There are two goals of clustering algorithms: 

(1) Determining good clusters and 

(2) Doing so efficiently. 

Clustering is particularly applied when there is a need to 
partition the instances into natural groups, but predicting 
the class of objects is almost impossible. There are a large 
number of approaches to the clustering problem, including 
optimization based models that employ mathematical 
programming for developing efficient and meaningful 
clustering schemes. It has been widely emphasized that 
clustering and optimization may help each other in several 
aspects, leading to better methods and algorithms with 
increased accuracy and efficiency. Exact and heuristic 
mathematical programming based clustering algorithms have 
been proposed in recent years. However, most of these 
algorithms suffer from scalability as the size and the dimension 
of the data set increases.. Another important discussion in 
clustering is the definition of best partitioning of a data set, 
which is difficult to predict since it is a relative and subjective 
topic. Different models may result in different solutions 
subject to the selected clustering criteria and the developed 
clustering model [4] [6] [13]. For cluster analysis to work 
efficiently and effectively, as 

many literatures have presented, there are following typical 
requirements of clustering in data mining: 

1 . Scalability: 

That is to say an efficient and effective clustering method 
should not only be able to work well on small data sets, but 
also a large database containing about millions of objects. 

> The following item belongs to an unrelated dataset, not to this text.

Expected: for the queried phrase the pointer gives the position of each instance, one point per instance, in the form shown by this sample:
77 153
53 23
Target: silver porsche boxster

2. Ability to deal with different types of attributes: 

An efficient and effective clustering method is required 
to cluster various types of data, not only numerical, but 
also binary, categorical, and ordinal data, or mixtures of 
these data types. 

3. Discovery of clusters with arbitrary shape: 

A cluster could be of any shape. It is important to develop 
algorithms that can detect clusters of arbitrary shape. 

4. Minimal requirements for domain knowledge to determine 
input parameters: 

Some algorithms require users to input certain parameters in 
cluster analysis. But the parameters are hard to determine. 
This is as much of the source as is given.